4 Satisfaction Quadrants(充足の次元)

 なぜ知識を得ようとするのか。「必要だから」というのは正確ではない。なくても生きていけるからである。実際、必要だと感じている知識の多くをまだ知らない状態で、しかしこれまでのところ問題なく生きている。それらについて生涯知らないまま生きて一生を終えた人もいるだろう。ただし、知らないままでいるとこの先困るかもしれない、豊かにならないかもしれない、という予感は確かにある。
 結局のところ、満足した人生にしたいからだと言えると思う。知識で何かに備えるにしろ、知ることそのもので快を得るにしろ、それは日々を不満に苛まれたものにしないことを目指している。その意味で、「学んでおかなければならないこと」も「娯楽としてキャッチしたいこと」も同じ次元にあると解釈できる。そしてそれらが何によって自分の中で区別されているのかを整理すればよい。
 ということで、これらを「4 Satisfaction Quadrants(充足の次元)」として以下の四象限に整理した。

実践を伴う 知ることが目的
好みに関わる 趣味 娯楽
好みと無関係 習得 勉強

 各領域に名前をつけるのはあまり意味がなさそうだったので、便宜上典型的な単語を対応させた。以後は括弧付きの「趣味」「娯楽」「習得」「勉強」を(辞書的な意味ではなく)この象限のどれを指しているかという意味で用いる。
 なお「好みに関わる」というのは「好み次第でその内容が変化する種のもの」という意味であり、「好みと無関係」とした「習得」に入るものもただ好きでやっているというのはあり得る。
 具体的には例えば以下のようなもの。

  • 趣味:料理、絵、楽器演奏、習い事全般、ゲームなど
  • 娯楽:音楽鑑賞、映画鑑賞、芸術鑑賞、名言集め、YouTube視聴など
  • 習得:語学、トレーニング、運転など
  • 勉強:時事、政治・経済、法律、その他勉強全般、および読書

 いわゆる「推し活」などは「趣味」と「娯楽」を横断している気がする。「娯楽」としてスタートして「趣味」ができたというパターンは多々あるだろう。好きなことのうち、自分自身が何かをやることにしたものがここで言う「趣味」のエリアであり(趣味という言葉の意味がそうという意味ではない)、その場合ただ好きでいた時にはなかった「自分が何かをやるにあたって必要な情報」の管理が発生することになる。
 読書は「勉強」の領域に入れたが、読書と言っても色々ある。というか、この四象限全てをカバーするのが本というものだと思う。なのだが、「趣味」「娯楽」「習得」に関する本を読む時は、「読書をしている」というふうには認識しない。他の人はどうかわからないが、私はそう。なので、「読書をしている」と感じる読み方をしている時の読書は「勉強」の中に入る。いわゆる読書ノートもそういう読書の時に作っている。そうでなければそれぞれの領域のノートの中に本から得た知識も書き込むということになるので、「読書ノートに書く」というふうにならない。

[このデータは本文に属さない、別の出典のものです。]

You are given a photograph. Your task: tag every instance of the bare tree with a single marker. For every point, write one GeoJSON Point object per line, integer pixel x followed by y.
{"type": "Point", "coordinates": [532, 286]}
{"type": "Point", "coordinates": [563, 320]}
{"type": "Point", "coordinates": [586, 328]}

 ところでこれらはどのようなツールで扱うべきか。本を集めるだけで済むなら、敢えて何かのツールで情報を管理するという必要はないだろう。関連する本をただ並べておけばいい。
 「趣味」のノートは特別に気に入ったノートや手帳を使えばそれでいいかもしれない。「習得」については適当なノートやバインダーを用意すればよいだろう。それらは自分が何かをやる上でのやり方について情報収集することになるわけだが、「やる」ということの形が千差万別なので、ノートに書くべきものの形も同じだけ多様である。こうするのがよいという典型例はないと思われる。インターネットで学ぶこともあるだろうが、そうであっても多分紙にまとめたほうがわかりやすい。参考にする動画リストとかサイトのリストとかは必要かもしれない。
 他方、「娯楽」と「勉強」の類はある程度決まった形というのがある。これらは知ることが目的であり、知ったことは整頓しておくとわかりやすい(別に整頓しなくてもいい)。もし整頓するならば、データベースを使うか、アウトラインでまとめるかということをするのがよいように思う。なので紙のノートに書くよりデジタルのほうが都合がよい可能性がある。
 私は地理や民俗に関わる情報を知った時にそれをどうするかにずっと悩んでいたが、いっそNotionでデータベースにすることにした。と言っても、別に完璧なデータ集を作るということではない。それは個人でやることではないし、目指してはいけない。単に知ったことのリストであり、それが都道府県とかで抽出できたりしたら楽しいなということでNotionを使っている。他のツール(例えばCosense)でやっていた時も分類的・形式的なタグをつけていたのであり、それならNotionのプロパティにしたらもっとすっきりするじゃんというだけの話である。
 あとは好きな音楽とか気に入った俳句とかもNotionのデータベースを使うことにした。俳句は「句」「よみ」「作者」「季語」「季節」というふうに入力していくと非常に良い感じがして、単純に楽しい。これも俳句のデータベースを作ろうとか考えてはならない。自分が出会ったものをメモしておく、その形にデータベースと呼ばれる形式を採用するというだけである。
 全体として、アナログノートまたはNotion、一部のみDynalistという形でカバーしている。

四象限の四象限

 充足の次元を見出したことにより、四象限が四つになった。そうなると、これも四象限で整理してみたくなる。デデン。

内発的 外発的
動的(継続的処理が必要) Life(生活) Intellectual(思惟)
静的(継続的処理は不要) Output(表現) Satisfaction(充足)

 内発的とは、というのは言葉にしづらいので外発的とは何かについて説明すると、自分の外にある何かによって生まれる情報ということで、Satisfactionは自分の外のものそのものだが、Intellectualの方は自分の外にあるものへの反応として考えたことということになる。LifeとOutputは自分が生きているということに伴って生まれる情報の領域である。
 また、動的というのは情報に対して手を加え続けることに意味がある領域ということを示している。自分の生活、自分の思惟はぐねぐね捏ね続けることになる。一方、表現というのはその時点のものを形にしたらそこで完了で、知識の類はそもそも自分が勝手に捏ねて変化させるものではない。整理する場所の手入れはもちろんするしまとめ方の工夫を試み続けるということはあるが、情報自体を変えてしまうわけではない。
 このように分けられるのではと考えたが、この区分は大まかに言い表せばの話であって、絶対的な区別ではない。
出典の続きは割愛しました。